佐藤万里さんより応援メッセージをいただきました
2020/6/9 10:18
石見銀山のことを知りたいならここだよ、と紹介するのがこの資料館です。銀鉱石を採掘し、製錬するために実際に使われていた道具の数々、銀や銅を含んださまざまな鉱物(石)、江戸時代に石見銀山を治めた歴代の代官たち……。さらっと回れば10分くらいの広さなのに、じっくり見ていけば1時間あっても足りないほど充実した展示品が並んでいます。
そして何より魅力なのは、静かな佇まいを見せる木造の建物! いま資料館となっているのは明治35年(1902年)に建てられた郡役所で、歴史的に価値のある建造物を保存しようとこうして活用されることになったそうです。板張りの廊下や朱色がかった土壁など、一歩なかへ入れば100年前へタイムスリップしたかのようです。
そんな石見銀山資料館が、新型コロナウィルスの感染防止対策による休館や観光客の激減のため、いま経済的危機に立たされているとのこと。悲しいことです。文化や芸術に対する公的支援が遅れている現状が残念でなりません。
関東では歴史的価値のある文豪ゆかりの宿が相次いで廃業となりました。なぜ守ることができなかったのか、これ以上同じような悲劇が起きてほしくありません。
一度失われてしまったものは二度と返ってこないのです。私たちには歴史を受け継ぎ、次の世代へ伝えていく役目があります。いまは誰もが苦しい時を過ごしていますが、みんなで少しずつ助け合っていきませんか? たとえ小さくても、あなたの灯火が石見銀山資料館を支えてくれます。世界が注目した石見銀山の歴史を子どもたちの世代へ伝えていこうではありませんか。

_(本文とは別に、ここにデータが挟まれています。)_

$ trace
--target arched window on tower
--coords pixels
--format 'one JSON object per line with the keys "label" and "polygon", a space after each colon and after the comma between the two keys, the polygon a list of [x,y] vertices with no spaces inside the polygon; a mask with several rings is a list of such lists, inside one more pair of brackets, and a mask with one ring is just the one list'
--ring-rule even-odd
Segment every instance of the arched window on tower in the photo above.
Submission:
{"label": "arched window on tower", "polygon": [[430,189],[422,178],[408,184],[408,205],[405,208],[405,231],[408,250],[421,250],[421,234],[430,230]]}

世界遺産とは、ひとつの国だけでなく、人類全体にとって貴重でかけがえのない財産のことです。コロナに負けず、この人類共有の財産を守っていきましょう。あなたの力を貸してください。
〈プロフィール〉
舞台作品やテレビドラマの脚本・作詞、小説の執筆などを手掛ける。主な作品に『二都物語』(帝国劇場)、『世にも奇妙な物語』(CX)など。大田市とは第6回島根音楽祭『学校ネズミのコンサート』をきっかけに交流を続けている。小説『ようこそカズ先生』(TO文庫)ではミュージカルに挑戦する大田市民の姿や石見銀山を描いた。